Neste contexto, a vitória de James Blake surge, de certa forma, como prova de que os Mercury se mantêm como barómetro da música mais artisticamente válida criada no Reino Unido e na Irlanda. Como escreveu em título Alexei Petridis, crítico musical do Guardian, foi “a escolha surpreendente de uma lista previsível do Mercury Prize”. Algo, de resto, perceptível durante a cerimónia. Segundo o relato de Neil McCormick no Telegraph, o público presente no Roundhouse, formado na sua maioria por elementos da indústria discográfica, não prestou muita atenção à sua actuação durante a cerimónia. “Inicialmente, a sua torch song de alta tecnologia foi tão discreta que metade da sala nem sequer pareceu reparar que ele estava ali, tagarelando durante a sua soul ‘autotunada’ até que os sons sintéticos se tornaram tão profundos e ruidosos que as nossas entranhas vibravam.”
Essa evolução, uma imensa discrição que se vai entranhando pouco a pouco, serve de boa analogia para o impacto da música de James Blake, que se estreou em longa duração em 2011 com um álbum homónimo. O segundo, Overgrown, com colaborações de dois nomes tão distintos quanto Brian Eno e RZA, dos Wu-Tang Clan, aprofundou e solidificou as pistas deixadas em aberto pelas canções rarefeitas da estreia. Como escreveu Alexei Petridis, reflectindo sobre a vitória de Blake, “não é certamente o álbum mais imediato a vencer o Mercury Prize, mas assim que descobrimos o nosso caminho até Overgrown é difícil encontrar forma de sair dele.”

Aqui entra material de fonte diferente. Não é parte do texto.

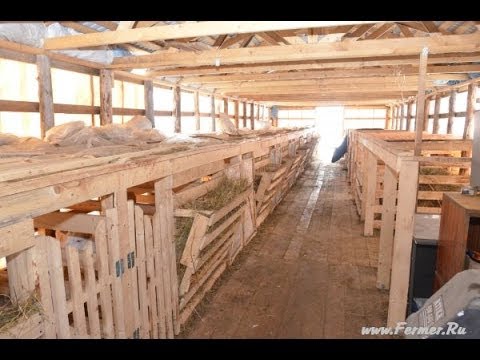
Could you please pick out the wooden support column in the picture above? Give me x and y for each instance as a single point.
(196, 109)
(106, 85)
(244, 114)
(402, 117)
(419, 116)
(236, 114)
(387, 228)
(388, 118)
(45, 94)
(177, 108)
(402, 245)
(149, 105)
(451, 110)
(409, 116)
(436, 115)
(252, 116)
(370, 188)
(212, 112)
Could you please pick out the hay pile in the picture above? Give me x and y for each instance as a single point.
(11, 314)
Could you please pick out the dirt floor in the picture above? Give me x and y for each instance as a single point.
(309, 273)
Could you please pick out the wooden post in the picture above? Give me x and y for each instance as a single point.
(402, 245)
(237, 118)
(196, 109)
(451, 111)
(471, 98)
(436, 115)
(409, 115)
(177, 108)
(402, 117)
(252, 116)
(419, 116)
(244, 114)
(370, 188)
(45, 94)
(149, 105)
(388, 118)
(106, 85)
(212, 111)
(387, 228)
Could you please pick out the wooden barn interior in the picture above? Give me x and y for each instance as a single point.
(174, 179)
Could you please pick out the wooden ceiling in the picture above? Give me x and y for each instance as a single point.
(308, 62)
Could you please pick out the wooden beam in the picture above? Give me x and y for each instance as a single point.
(419, 113)
(106, 85)
(196, 109)
(212, 111)
(436, 117)
(471, 97)
(149, 102)
(45, 94)
(451, 111)
(177, 108)
(181, 31)
(367, 48)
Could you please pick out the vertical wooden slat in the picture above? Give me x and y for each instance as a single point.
(177, 108)
(76, 290)
(57, 284)
(196, 109)
(149, 102)
(387, 228)
(420, 110)
(451, 110)
(132, 269)
(41, 265)
(436, 115)
(153, 287)
(212, 112)
(252, 116)
(236, 114)
(409, 115)
(101, 243)
(369, 187)
(244, 114)
(91, 289)
(106, 85)
(402, 245)
(45, 94)
(142, 271)
(115, 265)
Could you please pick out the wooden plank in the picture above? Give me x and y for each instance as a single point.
(104, 280)
(68, 221)
(16, 237)
(45, 94)
(402, 246)
(387, 229)
(112, 223)
(149, 102)
(196, 109)
(436, 123)
(369, 189)
(419, 112)
(57, 285)
(358, 49)
(106, 85)
(177, 109)
(76, 291)
(142, 272)
(451, 111)
(41, 265)
(180, 31)
(157, 317)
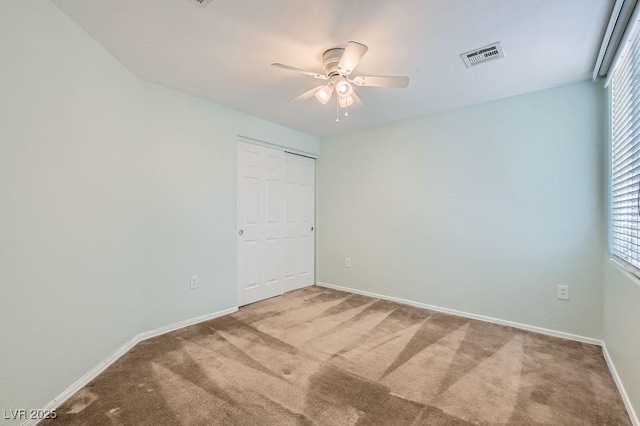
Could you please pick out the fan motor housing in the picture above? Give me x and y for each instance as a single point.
(330, 60)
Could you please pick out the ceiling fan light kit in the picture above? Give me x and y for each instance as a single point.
(338, 64)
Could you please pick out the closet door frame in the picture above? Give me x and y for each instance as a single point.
(287, 286)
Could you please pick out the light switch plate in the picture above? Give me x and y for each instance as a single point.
(195, 281)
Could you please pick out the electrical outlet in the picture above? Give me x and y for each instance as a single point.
(563, 292)
(195, 281)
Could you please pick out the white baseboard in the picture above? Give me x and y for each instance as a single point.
(84, 380)
(623, 393)
(521, 326)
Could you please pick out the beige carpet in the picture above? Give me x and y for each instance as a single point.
(319, 356)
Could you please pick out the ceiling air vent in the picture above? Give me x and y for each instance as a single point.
(201, 3)
(483, 54)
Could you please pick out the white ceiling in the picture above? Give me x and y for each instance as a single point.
(223, 53)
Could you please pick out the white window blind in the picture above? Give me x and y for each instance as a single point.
(624, 232)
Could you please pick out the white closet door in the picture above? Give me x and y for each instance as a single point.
(260, 218)
(298, 240)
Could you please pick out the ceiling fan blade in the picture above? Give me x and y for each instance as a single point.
(381, 81)
(306, 95)
(310, 73)
(351, 56)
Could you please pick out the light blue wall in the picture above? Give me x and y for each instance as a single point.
(621, 325)
(484, 209)
(113, 192)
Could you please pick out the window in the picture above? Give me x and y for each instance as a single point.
(624, 225)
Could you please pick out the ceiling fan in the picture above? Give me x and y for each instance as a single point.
(338, 65)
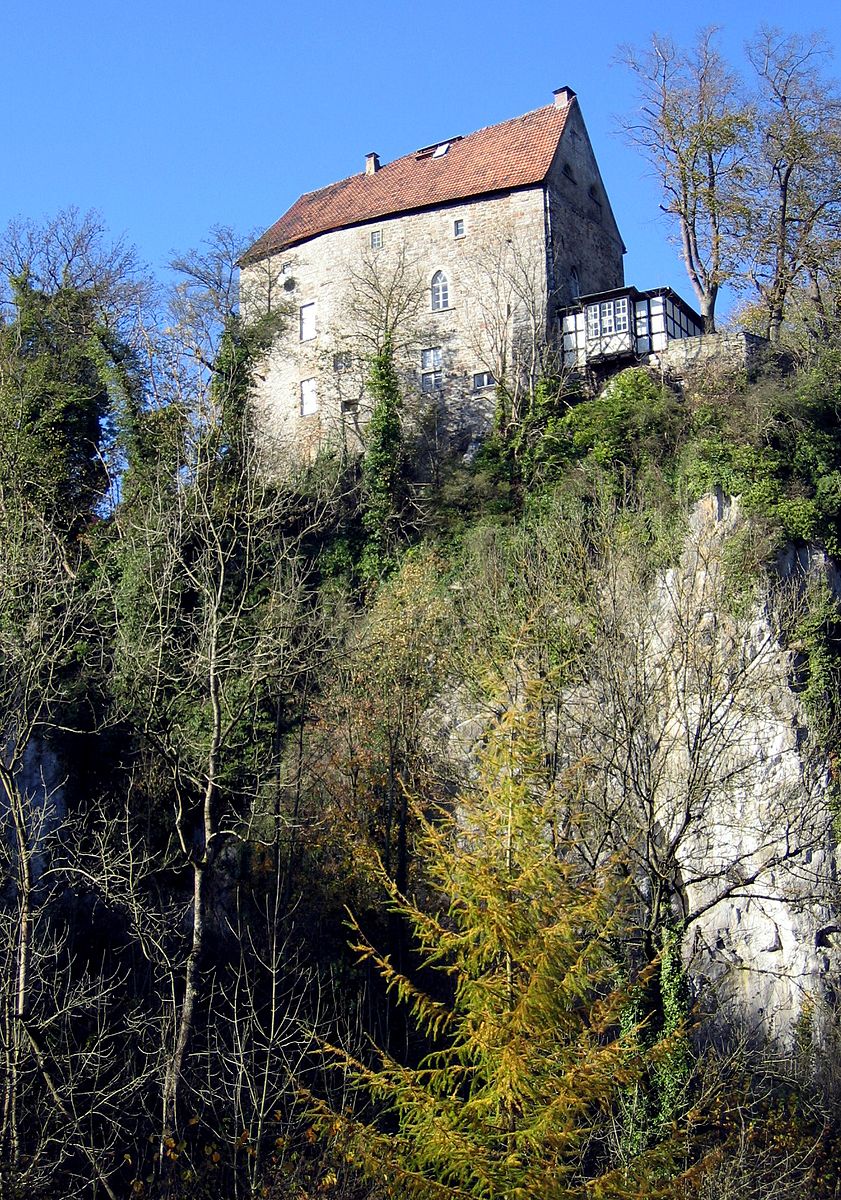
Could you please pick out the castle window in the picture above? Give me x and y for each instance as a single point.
(611, 317)
(308, 397)
(431, 369)
(307, 322)
(440, 292)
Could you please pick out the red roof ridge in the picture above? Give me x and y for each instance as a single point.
(492, 159)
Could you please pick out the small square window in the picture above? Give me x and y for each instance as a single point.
(431, 369)
(308, 397)
(307, 322)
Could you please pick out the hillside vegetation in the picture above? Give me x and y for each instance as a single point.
(334, 861)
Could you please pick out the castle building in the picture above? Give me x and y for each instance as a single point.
(463, 253)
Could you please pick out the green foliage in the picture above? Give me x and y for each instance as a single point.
(517, 1096)
(384, 467)
(775, 444)
(54, 401)
(635, 420)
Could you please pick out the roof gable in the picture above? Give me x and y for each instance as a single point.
(497, 159)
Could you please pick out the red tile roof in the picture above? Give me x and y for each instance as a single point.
(499, 157)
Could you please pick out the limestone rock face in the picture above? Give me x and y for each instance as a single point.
(760, 870)
(701, 772)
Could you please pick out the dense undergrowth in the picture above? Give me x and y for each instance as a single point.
(329, 859)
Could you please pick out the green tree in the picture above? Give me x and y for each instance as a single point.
(521, 1007)
(384, 466)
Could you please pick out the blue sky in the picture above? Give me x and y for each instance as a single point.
(169, 118)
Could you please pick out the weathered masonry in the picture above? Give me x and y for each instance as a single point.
(463, 253)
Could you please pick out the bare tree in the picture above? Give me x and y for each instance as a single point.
(793, 215)
(692, 126)
(509, 301)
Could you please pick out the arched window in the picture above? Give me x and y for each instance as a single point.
(440, 292)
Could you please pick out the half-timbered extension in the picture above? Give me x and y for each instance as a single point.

O segundo álbum de James Blake concorreu no Mercury com AM, dos Arctic Monkeys, Jake Bugg, de Jake Bugg, Settle, dos Disclosure, Holy Fire, dos Foals, Immunity, de Jon Hopkins, Once I Was An Eagle, de Laura Marling, Sing to the Moon, de Laura Mvula, Home, de Rudimental, Silence Yourself, das Savages, Awayland, dos Villagers e The Next Day, de David Bowie. Até ao início da cerimónia houve a expectativa de que Bowie a aproveitasse para ressurgir em palco, mas, tal como Laura Marling, não esteve presente. Enviou, contudo, um novo vídeo, o da remistura de James Murphy para Love is lost, que terá tido custos de produção inferiores a 10€.
Em 2012, o Mercury foi atribuído a An Awesome Wave, dos Alt-J. Outros vencedores foram xx dos The xx, I Am a Bird Now, de Antony & The Johnsons, Boy in Da Corner, de Dizzee Rascal, Different Class, dos Pulp, Dummy, dos Portishead, ou Screamadelica, dos Primal Scream, vencedor na estreia dos prémios, em 1992.